LENS

Programmer's Guide: General Coding Issues


C Modules

Although Lens is primarily object-oriented in its design, in that networks and example sets are natural represented as object hierarchies, the code does not conform religiously to object-oriented principles. Both for expediency and efficiency, the internal fields of an object are visible and modifiable by any module that includes the header file defining the object.

One of the overriding principles that has been found to be useful in designing Lens is that of layered structure. The default behavior should be that desired by most users, but users also ought to be able to modify that behavior at any of a number of levels.

One example of this is the way the mean and range of the distribution used for weight randomizations is specified. Fields for these parameters exist at the network, group, and block level. When a weight is randomized, the values at the block level are first checked. If those don't exist (have the value NaN), those at the group level are checked. If those don't exist, the network's values are used. Most users want the same values for the entire network, so initially all but the network's values are set to NaN and all of the weights can be affected by simply changing the network's values. More advanced users can specify the values at the level of a group or a link type (the block level) to get increasingly fine-grained control.

A similar example occurs in weight freezing.
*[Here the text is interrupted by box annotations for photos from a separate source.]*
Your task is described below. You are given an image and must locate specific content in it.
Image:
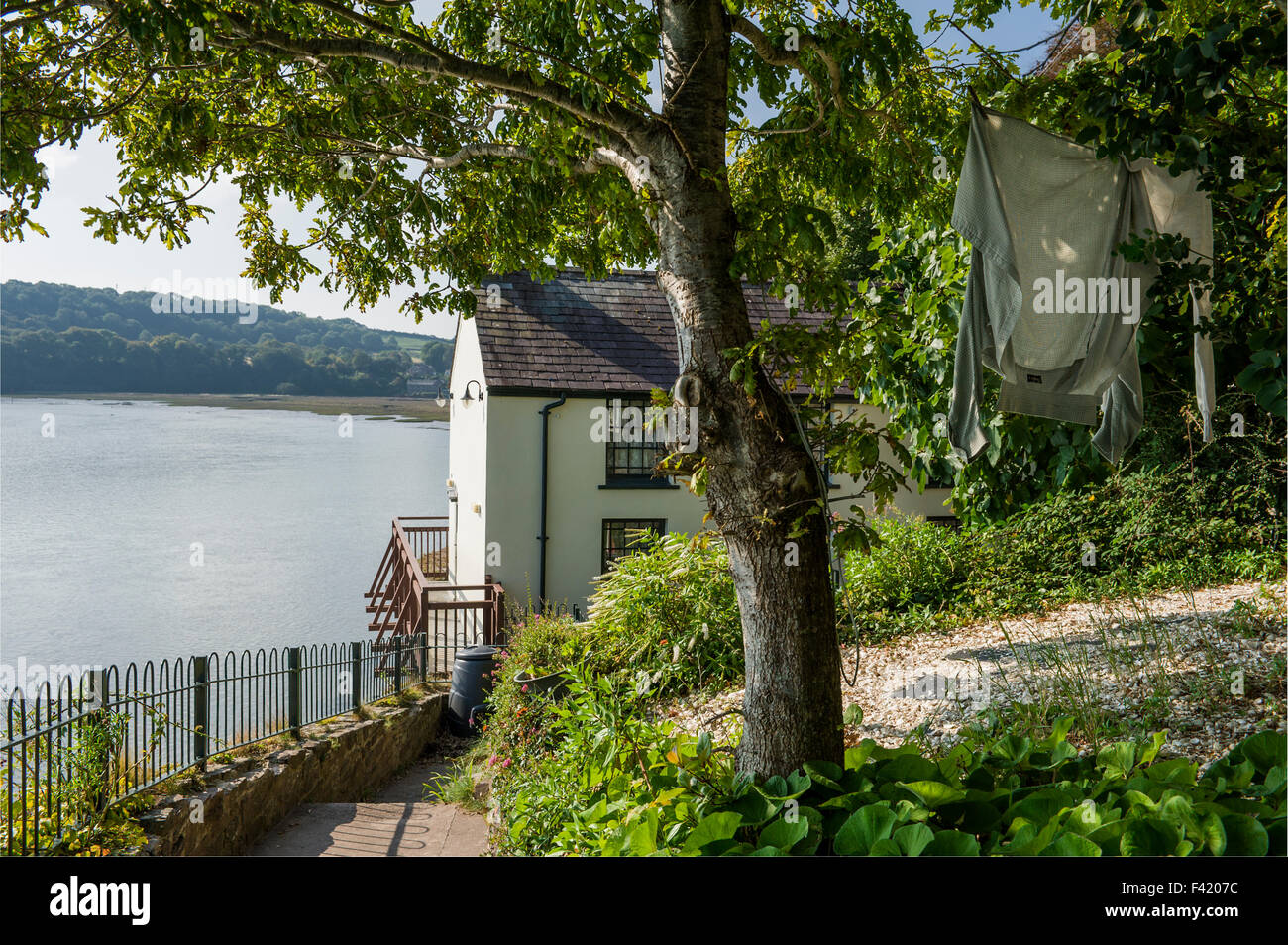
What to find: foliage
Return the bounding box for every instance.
[493,671,1288,856]
[0,282,451,395]
[589,532,742,696]
[838,444,1285,641]
[743,0,1288,525]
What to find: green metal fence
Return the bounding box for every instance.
[0,633,435,855]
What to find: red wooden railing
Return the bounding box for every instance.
[364,516,505,672]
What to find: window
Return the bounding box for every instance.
[604,396,671,486]
[600,519,666,573]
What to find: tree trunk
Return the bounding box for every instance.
[654,0,844,775]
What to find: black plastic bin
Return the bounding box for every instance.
[447,645,498,738]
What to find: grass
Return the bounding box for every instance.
[968,587,1285,749]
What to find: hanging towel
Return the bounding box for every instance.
[948,106,1215,464]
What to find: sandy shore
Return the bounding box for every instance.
[5,392,447,421]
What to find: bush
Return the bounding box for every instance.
[838,468,1284,649]
[589,532,743,695]
[501,679,1288,856]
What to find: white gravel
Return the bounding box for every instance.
[661,583,1285,762]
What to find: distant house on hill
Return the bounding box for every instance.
[407,362,443,396]
[447,271,952,613]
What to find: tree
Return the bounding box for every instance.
[0,0,1108,774]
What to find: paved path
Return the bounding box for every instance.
[250,762,488,856]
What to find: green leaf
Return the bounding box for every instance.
[1038,833,1100,856]
[1232,731,1288,774]
[921,830,979,856]
[893,824,935,856]
[1221,813,1270,856]
[833,803,896,856]
[899,782,966,810]
[1096,742,1136,778]
[1118,817,1180,856]
[683,812,742,854]
[756,811,808,851]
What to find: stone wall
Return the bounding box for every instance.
[139,692,447,856]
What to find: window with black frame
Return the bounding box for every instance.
[600,519,666,575]
[604,396,671,486]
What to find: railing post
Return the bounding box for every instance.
[286,646,301,738]
[349,640,362,712]
[81,670,112,818]
[394,635,402,692]
[192,657,210,772]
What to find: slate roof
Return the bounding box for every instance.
[474,270,825,394]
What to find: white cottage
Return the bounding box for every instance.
[447,271,950,614]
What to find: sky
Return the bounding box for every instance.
[0,0,1060,338]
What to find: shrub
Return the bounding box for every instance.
[589,532,743,695]
[838,468,1284,649]
[502,680,1288,856]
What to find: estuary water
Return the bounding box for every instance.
[0,398,447,672]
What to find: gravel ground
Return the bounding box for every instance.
[661,583,1285,762]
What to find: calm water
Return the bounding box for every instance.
[0,399,447,666]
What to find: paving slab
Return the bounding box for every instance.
[250,759,488,856]
[250,803,486,856]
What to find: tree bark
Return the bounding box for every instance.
[649,0,844,775]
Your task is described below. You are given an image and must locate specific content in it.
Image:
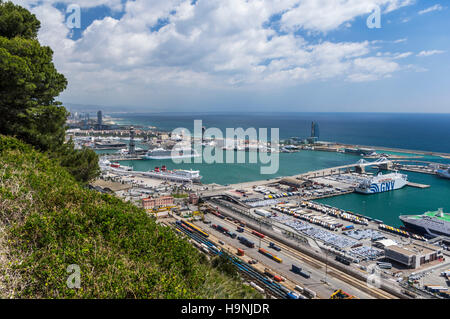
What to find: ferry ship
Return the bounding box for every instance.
[436,168,450,179]
[94,140,127,150]
[141,165,202,182]
[142,148,200,160]
[99,159,133,172]
[355,172,408,194]
[400,208,450,237]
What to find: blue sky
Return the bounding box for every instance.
[13,0,450,113]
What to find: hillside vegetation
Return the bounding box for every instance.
[0,135,260,298]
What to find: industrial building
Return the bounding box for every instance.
[142,196,174,209]
[384,244,443,269]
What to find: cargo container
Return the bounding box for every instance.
[264,268,275,278]
[216,225,229,233]
[258,248,283,264]
[255,209,272,218]
[336,256,351,266]
[273,276,283,282]
[291,264,302,274]
[286,291,299,299]
[303,287,317,298]
[252,230,265,238]
[295,285,303,293]
[226,231,236,239]
[280,285,291,294]
[237,237,255,248]
[298,271,311,279]
[250,281,264,294]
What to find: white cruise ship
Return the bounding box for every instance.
[142,148,200,160]
[355,172,408,194]
[400,208,450,237]
[139,165,202,182]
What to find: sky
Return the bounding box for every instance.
[12,0,450,113]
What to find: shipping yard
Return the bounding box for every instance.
[91,150,450,299]
[79,117,450,299]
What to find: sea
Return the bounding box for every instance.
[110,113,450,226]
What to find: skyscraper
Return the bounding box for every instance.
[128,126,136,155]
[97,111,103,129]
[311,122,320,139]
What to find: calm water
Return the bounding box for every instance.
[114,113,450,153]
[110,113,450,226]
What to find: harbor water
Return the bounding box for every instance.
[107,113,450,226]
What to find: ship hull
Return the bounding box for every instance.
[400,220,450,237]
[355,179,408,194]
[142,154,199,160]
[436,170,450,179]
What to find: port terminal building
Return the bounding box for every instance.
[142,196,174,210]
[384,243,443,269]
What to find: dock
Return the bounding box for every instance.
[406,182,431,189]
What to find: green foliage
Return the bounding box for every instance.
[211,254,239,278]
[0,135,260,298]
[0,1,99,182]
[49,140,100,183]
[0,31,68,150]
[0,1,41,39]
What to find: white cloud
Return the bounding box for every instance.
[417,50,445,57]
[419,4,444,15]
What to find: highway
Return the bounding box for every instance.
[202,204,397,299]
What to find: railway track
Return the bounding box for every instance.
[172,224,287,299]
[204,212,397,299]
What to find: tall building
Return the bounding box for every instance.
[311,122,320,139]
[97,111,103,129]
[128,126,136,155]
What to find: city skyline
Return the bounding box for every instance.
[13,0,450,113]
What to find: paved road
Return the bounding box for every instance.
[197,214,380,299]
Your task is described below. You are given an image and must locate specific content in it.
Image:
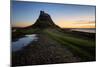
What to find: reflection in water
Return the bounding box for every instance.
[12,34,38,51]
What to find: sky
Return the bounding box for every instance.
[11,1,95,28]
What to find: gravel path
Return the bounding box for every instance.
[12,34,80,66]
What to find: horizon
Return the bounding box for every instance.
[11,1,96,28]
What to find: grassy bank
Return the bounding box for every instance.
[44,29,95,61]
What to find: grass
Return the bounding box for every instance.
[44,29,95,61]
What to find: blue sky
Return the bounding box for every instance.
[11,1,95,27]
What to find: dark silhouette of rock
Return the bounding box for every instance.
[31,11,58,29]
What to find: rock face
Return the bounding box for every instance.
[32,11,58,28]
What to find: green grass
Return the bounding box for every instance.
[44,29,95,61]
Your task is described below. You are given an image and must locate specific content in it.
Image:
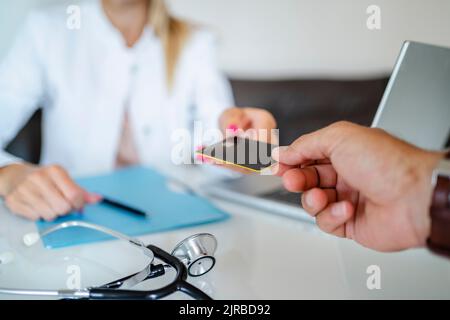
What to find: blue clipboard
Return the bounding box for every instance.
[37,167,229,249]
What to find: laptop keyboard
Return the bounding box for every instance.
[261,189,301,207]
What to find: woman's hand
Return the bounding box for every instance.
[219,108,277,142]
[0,164,100,221]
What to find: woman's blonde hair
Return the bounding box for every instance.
[149,0,191,89]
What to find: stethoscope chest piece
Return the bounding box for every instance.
[172,233,217,277]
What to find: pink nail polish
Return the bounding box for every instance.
[227,124,239,133]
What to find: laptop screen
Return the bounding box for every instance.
[373,42,450,150]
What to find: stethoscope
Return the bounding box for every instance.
[0,221,217,300]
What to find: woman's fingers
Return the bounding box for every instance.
[6,166,89,221]
[31,174,72,216]
[48,166,85,210]
[5,195,41,221]
[316,201,355,237]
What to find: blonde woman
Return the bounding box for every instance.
[0,0,275,220]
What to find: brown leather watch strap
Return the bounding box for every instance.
[427,152,450,257]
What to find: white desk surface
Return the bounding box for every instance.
[0,165,450,299]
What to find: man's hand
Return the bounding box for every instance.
[0,164,100,221]
[274,122,442,251]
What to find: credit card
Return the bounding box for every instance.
[196,136,278,172]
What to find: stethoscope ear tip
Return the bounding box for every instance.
[23,232,41,247]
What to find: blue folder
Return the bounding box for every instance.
[37,167,229,248]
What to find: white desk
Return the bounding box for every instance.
[0,168,450,299]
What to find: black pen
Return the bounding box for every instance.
[100,197,147,217]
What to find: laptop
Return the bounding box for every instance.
[205,41,450,222]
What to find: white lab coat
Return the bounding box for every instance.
[0,1,233,175]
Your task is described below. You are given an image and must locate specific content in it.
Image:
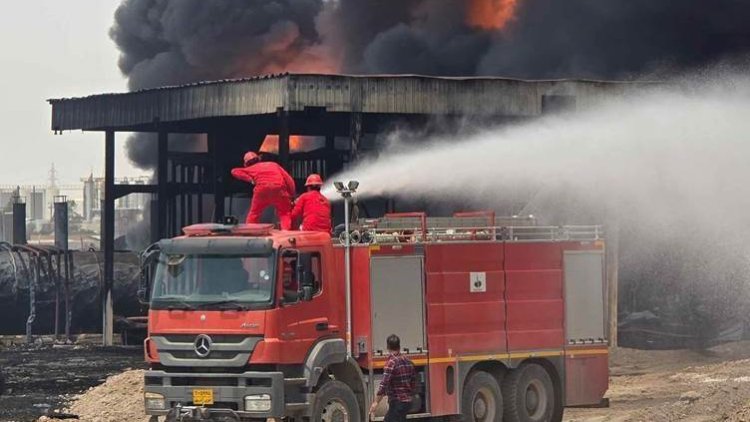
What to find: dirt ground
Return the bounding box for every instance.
[565,342,750,422]
[0,344,144,421]
[30,342,750,422]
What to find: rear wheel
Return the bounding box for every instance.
[461,371,503,422]
[503,364,557,422]
[312,381,360,422]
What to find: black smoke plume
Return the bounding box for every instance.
[111,0,750,167]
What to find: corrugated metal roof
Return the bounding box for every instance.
[49,74,656,130]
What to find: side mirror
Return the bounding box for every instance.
[299,286,313,302]
[297,252,315,301]
[136,243,161,306]
[136,287,149,305]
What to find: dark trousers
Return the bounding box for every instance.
[383,400,411,422]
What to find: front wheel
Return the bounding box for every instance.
[503,363,557,422]
[312,381,360,422]
[461,371,503,422]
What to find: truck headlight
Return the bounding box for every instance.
[143,392,167,410]
[245,394,271,412]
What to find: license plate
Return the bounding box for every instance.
[193,390,214,406]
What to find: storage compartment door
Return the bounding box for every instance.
[370,256,425,356]
[563,251,607,344]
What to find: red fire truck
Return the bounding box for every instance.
[145,213,608,422]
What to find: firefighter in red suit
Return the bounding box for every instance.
[232,152,296,230]
[292,174,331,234]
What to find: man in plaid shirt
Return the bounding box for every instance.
[370,334,417,422]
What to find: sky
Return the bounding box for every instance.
[0,0,151,185]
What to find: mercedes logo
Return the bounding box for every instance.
[193,334,213,358]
Weights can be frozen at the level of the network, a group, unit, or block. By freezing the network, all weights can be immediately frozen and need not even be traversed during weight updates. Otherwise, the user may freeze or thaw weights at any level down to the block.

The most important use of levels is in the design of the network updating and backpropagation commands. The network structure contains pointers to functions used for training the network at the level of an entire session, a batch, an example, or a tick. Each function tends to repeatedly use the function pointer for the function at the next level down the hierarchy. Therefore, a function can be replaced at any level to modify the call stack.

When altering the behavior of the network, the simplest change is to replace the functions that operate on each tick. The more complicated functions at higher levels can be retained intact. In general, the more complex a user's modification, the higher up the default call stack must be intercepted and the more code the user will need to copy and modify.

So the key in making modifications is to determine the level at which the modification will be the easiest and will fit into the existing code most seamlessly. The use of function pointers, rather than hard-coded functions, means that Lens can often be modified without making changes to any of the source code files other than extension.c.

Variable Types

The basic types most commonly used in Lens are the char, int, real, flag, and mask. A "real" is a floating point number which is usually a 4-byte float, but could be an 8-byte double if compiled with the -DDOUBLE_REAL flag. To work properly in that case, real should be used for all floating point numbers.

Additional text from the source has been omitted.